競争の透明性と入札本来の意義を取り戻すために
入札手続きにおいて最も重要なのは、すべての参加者が納得できる透明性の確保です。一つの入札会場に参加者が集い、互いの存在を確認し合いながら、目の前で厳粛に開札が行われる。この極めてアナログで物理的な手続きこそが、誰の目にもごまかしのきかない、真の意味での透明性を生み出していました。

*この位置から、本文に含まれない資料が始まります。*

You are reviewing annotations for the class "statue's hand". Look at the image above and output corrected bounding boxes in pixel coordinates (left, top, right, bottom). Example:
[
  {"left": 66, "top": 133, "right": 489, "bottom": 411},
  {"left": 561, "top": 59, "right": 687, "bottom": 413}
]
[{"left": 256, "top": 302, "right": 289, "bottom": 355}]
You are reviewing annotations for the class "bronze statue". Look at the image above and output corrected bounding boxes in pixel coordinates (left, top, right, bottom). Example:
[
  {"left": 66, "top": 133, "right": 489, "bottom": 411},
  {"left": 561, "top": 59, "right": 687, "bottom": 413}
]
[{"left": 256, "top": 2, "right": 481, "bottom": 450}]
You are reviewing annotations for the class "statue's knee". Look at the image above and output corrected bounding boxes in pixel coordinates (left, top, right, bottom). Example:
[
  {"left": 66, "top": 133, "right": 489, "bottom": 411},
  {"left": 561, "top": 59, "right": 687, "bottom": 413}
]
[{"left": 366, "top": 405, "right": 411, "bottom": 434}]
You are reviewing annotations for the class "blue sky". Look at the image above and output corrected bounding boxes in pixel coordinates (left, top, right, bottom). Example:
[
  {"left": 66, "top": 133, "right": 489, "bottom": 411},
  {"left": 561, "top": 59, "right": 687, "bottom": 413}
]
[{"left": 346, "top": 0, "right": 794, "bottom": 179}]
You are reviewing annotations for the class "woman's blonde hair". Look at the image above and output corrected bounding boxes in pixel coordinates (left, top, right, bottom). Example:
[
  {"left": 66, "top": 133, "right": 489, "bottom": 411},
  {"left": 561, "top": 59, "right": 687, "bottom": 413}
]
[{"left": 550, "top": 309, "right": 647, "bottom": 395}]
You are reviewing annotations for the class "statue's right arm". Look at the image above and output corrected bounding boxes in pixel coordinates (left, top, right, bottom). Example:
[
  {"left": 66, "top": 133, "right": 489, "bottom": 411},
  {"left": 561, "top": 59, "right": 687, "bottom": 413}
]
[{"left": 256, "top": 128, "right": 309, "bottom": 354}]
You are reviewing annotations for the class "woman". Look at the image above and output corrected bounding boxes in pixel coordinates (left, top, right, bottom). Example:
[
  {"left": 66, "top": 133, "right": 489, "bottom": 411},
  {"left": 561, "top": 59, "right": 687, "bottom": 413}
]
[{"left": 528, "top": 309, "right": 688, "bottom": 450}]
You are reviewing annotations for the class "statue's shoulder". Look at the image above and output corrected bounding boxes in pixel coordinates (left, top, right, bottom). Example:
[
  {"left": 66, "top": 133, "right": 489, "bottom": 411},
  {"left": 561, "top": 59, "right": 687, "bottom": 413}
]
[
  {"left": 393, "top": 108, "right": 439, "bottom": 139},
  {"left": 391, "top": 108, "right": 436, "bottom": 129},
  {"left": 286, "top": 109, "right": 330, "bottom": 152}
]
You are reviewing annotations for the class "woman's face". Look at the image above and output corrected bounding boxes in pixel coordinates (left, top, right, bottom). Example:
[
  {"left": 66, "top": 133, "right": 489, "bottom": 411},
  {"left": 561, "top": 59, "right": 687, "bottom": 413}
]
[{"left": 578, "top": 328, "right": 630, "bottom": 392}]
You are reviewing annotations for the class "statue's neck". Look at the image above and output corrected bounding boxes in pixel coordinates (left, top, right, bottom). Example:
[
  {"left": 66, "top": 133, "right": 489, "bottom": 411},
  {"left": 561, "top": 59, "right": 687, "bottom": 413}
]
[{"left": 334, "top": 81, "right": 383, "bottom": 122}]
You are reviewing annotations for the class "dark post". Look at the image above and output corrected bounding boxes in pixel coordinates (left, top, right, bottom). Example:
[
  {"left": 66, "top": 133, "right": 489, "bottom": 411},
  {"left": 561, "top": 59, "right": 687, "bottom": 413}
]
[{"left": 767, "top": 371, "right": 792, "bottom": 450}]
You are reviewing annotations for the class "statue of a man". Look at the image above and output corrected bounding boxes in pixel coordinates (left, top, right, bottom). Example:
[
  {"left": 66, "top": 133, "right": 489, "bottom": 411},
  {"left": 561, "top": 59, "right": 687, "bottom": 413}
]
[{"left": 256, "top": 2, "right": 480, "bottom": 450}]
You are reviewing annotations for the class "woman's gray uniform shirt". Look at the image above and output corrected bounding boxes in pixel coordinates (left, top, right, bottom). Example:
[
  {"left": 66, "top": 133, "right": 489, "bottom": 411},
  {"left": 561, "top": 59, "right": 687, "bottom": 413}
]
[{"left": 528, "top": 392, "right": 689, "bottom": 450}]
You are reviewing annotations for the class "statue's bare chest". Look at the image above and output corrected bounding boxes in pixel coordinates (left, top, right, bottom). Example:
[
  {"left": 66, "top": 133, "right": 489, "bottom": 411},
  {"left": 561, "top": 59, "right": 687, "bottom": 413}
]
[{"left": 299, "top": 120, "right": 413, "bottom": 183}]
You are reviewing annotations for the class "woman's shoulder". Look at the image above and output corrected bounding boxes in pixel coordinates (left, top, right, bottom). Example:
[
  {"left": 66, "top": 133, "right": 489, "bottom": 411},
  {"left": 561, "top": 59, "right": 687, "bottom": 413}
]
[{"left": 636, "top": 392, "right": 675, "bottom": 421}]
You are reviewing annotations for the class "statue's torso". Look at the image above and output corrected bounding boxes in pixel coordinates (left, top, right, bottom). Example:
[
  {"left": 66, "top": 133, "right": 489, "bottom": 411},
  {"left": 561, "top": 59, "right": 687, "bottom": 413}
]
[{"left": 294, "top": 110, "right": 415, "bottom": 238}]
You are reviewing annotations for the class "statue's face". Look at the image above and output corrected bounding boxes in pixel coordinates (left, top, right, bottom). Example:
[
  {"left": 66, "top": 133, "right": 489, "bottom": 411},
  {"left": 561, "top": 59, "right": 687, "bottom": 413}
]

紙ベースの入札に戻すことで、見えない場所でのスマホを用いた談合を防ぐ相互けん制の機能が確実に復活します。また、予定価格の取り扱いや開札手続きの重みを、職員と参加者の双方が肌で感じることができるようになります。入札とは単なる価格データの比較作業ではなく、厳正なルールのもとで行われる真剣勝負の場であることを、取り戻さなければならないのです。
今こそ電子入札を廃止し、あるべき姿へ回帰する
一部のIT企業に依存し、莫大な税金を浪費しながら、官公庁の職員から「公平性」を考える機会を奪い取る電子入札システムは、実務の現場から見れば「百害あって一利なし」と言っても過言ではありません。官公庁は、勇気を持って電子入札を廃止し、従来の紙ベースの入札へ戻すべきです。
紙の入札へ回帰することは、決して時代に逆行することではありません。むしろ、公平・公正な競争環境の維持、透明性の確保、税金の適正な使用、そして誇りある会計実務担当者の育成という、官公庁として本来あるべき姿、正しき原点へ回帰することなのです。
業務のデジタル化そのものを否定するわけではありませんが、契約手続きの根幹に関わる重要なプロセスについては、人間の目と手によって直接確認できるアナログな手法こそが、最も確実で安全な仕組みとなるのです。今こそ、一部のIT企業に依存する不当な制度を終わらせ、あるべき入札の姿を取り戻しましょう。